Geleceğin ulaşımını yönlendiren küresel etkenler başlığı altında irdelediğimiz "şehirleşme" unsuru, kültür değerlerimizden soyutlanmamalı. Şehri medeniyetin vitrini, kültürün büyük aynası olarak gören; bir dil ve hafıza meselesi olarak nitelendiren Cemil Meriç'ten tutun da; mimarlık düşüncesi özelinde "şehrin ahlakı" kavramını literatüre kazandıran Turgut Cansever'e kadar birçok kıymetli isme müracaat etmek zorundayız.
Samiha Ayverdi'nin "şahsiyeti, lisanı, kültürü, ruhu olan şehir" yaklaşımına, Ahmet Hamdi Tanpınar'ın; şehri zaman, hafıza, ritim ve kültürel süreklilik bağlamında çözümlemesine ihtiyacımız var.
Dünya nüfusu her geçen gün artıyor ve bu insanların giderek daha büyük bir kısmı şehirlerde yaşamayı tercih ediyor. Bu durum, şehirlerin kendi ihtiyaçlarını yeniden düzenlemesine yol açıyor. Söz konusu ihtiyaçların başında ise "ulaşım ve barınma" gelmektedir.

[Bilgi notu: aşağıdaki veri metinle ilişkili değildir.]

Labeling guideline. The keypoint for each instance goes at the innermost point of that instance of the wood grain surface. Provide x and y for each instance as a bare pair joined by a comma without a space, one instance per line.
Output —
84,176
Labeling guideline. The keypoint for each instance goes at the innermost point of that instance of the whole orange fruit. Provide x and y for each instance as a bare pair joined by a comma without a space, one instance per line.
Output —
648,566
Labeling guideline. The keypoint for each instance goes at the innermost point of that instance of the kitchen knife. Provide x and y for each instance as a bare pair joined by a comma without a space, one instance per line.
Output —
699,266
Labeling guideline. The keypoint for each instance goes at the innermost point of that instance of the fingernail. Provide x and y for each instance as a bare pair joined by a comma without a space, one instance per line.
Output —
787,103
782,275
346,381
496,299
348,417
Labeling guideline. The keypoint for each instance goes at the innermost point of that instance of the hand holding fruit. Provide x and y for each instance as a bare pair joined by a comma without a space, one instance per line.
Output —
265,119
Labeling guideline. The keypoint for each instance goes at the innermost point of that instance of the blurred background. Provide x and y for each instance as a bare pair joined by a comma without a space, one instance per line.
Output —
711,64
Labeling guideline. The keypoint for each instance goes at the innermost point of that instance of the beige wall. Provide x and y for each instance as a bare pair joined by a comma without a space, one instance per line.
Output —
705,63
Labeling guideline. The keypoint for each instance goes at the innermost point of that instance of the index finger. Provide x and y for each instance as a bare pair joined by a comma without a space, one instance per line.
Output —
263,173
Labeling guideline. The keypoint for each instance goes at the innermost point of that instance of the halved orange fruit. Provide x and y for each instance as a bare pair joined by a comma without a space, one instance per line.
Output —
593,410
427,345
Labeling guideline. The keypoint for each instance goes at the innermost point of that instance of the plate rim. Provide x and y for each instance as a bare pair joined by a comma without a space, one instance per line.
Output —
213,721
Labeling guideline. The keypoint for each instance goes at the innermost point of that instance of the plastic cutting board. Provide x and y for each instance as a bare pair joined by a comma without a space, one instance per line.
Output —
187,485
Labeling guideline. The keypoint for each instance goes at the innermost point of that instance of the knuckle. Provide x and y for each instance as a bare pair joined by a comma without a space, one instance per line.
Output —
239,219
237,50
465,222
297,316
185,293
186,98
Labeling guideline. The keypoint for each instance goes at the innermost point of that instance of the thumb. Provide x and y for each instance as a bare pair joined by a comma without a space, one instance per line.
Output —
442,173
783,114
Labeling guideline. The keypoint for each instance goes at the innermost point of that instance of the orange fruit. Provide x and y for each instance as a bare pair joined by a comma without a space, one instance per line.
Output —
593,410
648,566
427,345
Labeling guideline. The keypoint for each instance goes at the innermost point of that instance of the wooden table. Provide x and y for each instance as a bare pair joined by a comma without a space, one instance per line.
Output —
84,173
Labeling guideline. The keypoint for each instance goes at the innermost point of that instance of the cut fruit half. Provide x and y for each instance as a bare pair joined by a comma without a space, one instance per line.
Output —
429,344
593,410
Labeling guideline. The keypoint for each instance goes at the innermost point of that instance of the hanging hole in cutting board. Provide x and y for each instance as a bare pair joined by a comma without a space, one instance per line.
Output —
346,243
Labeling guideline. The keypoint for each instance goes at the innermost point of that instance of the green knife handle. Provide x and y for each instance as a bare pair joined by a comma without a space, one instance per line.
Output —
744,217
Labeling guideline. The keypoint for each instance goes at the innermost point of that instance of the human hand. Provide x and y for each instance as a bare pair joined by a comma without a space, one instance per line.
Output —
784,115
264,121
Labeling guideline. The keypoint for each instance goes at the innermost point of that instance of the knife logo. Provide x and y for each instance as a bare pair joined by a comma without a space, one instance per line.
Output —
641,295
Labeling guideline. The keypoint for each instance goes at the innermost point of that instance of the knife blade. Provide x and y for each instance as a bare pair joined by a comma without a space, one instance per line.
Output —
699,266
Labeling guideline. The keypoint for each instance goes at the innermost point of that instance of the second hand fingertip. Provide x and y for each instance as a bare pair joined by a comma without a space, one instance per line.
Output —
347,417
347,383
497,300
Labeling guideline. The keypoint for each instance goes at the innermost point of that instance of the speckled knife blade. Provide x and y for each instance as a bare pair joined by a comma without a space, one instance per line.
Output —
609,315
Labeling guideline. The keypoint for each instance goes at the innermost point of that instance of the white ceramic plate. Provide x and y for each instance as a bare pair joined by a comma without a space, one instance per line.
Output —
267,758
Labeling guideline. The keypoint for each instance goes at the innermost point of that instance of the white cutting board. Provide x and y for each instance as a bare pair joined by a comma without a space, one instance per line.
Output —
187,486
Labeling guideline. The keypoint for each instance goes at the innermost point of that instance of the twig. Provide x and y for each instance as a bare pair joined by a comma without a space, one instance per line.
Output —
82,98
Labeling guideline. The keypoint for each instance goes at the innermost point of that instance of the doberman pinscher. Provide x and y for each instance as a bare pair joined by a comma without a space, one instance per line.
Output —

Nüfus artışı, bizi, aynı fiziksel alanda daha fazla insanı daha verimli taşıyacak ve yaşatacak sistemler geliştirmeye zorluyor. Mobilite ihtiyacı büyüdükçe alternatif ulaşım ekosistemleri de çeşitleniyor. Toplu taşıma, taksi, bisiklet ve scooter paylaşımının tek bir uygulamada birleştiği akıllı sistemler zorunlu hale geliyor. Ulaşımla birlikte depreme dirençli, çevreci barınma alanları da en önemli gündem maddesidir. Elbette ki burada belediyecilik anlayışının daha duyarlı bir noktaya gelmesi zorunluluğu vardır.
Dünya nüfusunun %50'si şehirlerde yaşamaktadır. 2050 yılında bu oran %70'e varacaktır. Dünya ekonomisinin %90'dan fazlası kentsel alanlarda üretilecek. Bu nedenle ulaşıma yönelik talep iki katına çıkacaktır. Bununla birlikte birçok ülke 2050 yılına kadar ulaşım sektöründe karbon emisyonunu sıfırlamayı hedeflemektedir.
Ülkemizde tüm ulaşım modlarına entegre, güncel teknolojileri kullanan, yerli ve milli kaynaklardan yararlanan, verimli, çevreci, katma değer sağlayan, ekonomik ve sürdürülebilir akıllı bir ulaşım ağı oluşturmak zorundayız.
Mega şehirler, ulaşımda "katmanlı" bir yaklaşımı gerektiriyor. Yeraltında metro, yerüstünde otobüsler, bisiklet yolları ve yaya arterleri, belirli koridorlarda ise yüksek hızlı tren bağlantıları; her katmanda, farklı bir mesafe ve yoğunluk ihtiyacına cevap verecek.
Türkiye'nin küresel "şehirleşme" sürecindeki konumu, dünyaya egemen olan "tek tipleşme" tehdidine karşı önlem geliştiren bir noktadadır.
2023 yılında hayata geçirdiğimiz Sirkeci-Kazlıçeşme Yeni Nesil Ulaştırma Projesi; bu politikamızın en somut örneklerinden biridir. Kentsel ulaşım ve rekreasyon odaklı dönüşüm projemiz, yaya ve kültür odaklı bir yeni nesil ulaşım projesidir. Daha öncesinde sadece demiryolu için kullanılan alanın %57'sinin yaya kullanımına açık, yeşil alan olmasını sağladık. Kültürel ve tarihi mirasımıza sahip çıkarak proje kapsamındaki ata yadigarı duraklarımızı, aslına uygun olarak restore ederek görünürlüğünü artırdık. İstanbul halkına ulaşım ihtiyacının yanında sosyokültürel, turizm, ekolojik, rekreasyon, spor, gezinti, bisiklet, scooter gibi imkanlarla da hibrit karakterde yeni nesil bir ulaşım projesi kazandırdık.
Son tahlilde; insanlığın büyük göçü şehirlerde devam ederken, ulaşım ve buna bağlantılı konutlar bu dev göçün en kritik unsuru olmayı sürdürecek. Süreci doğru okumak ve kültür değerlerimizi korumak için gerekli çalışmaları özenle hayata geçirmek zorundayız.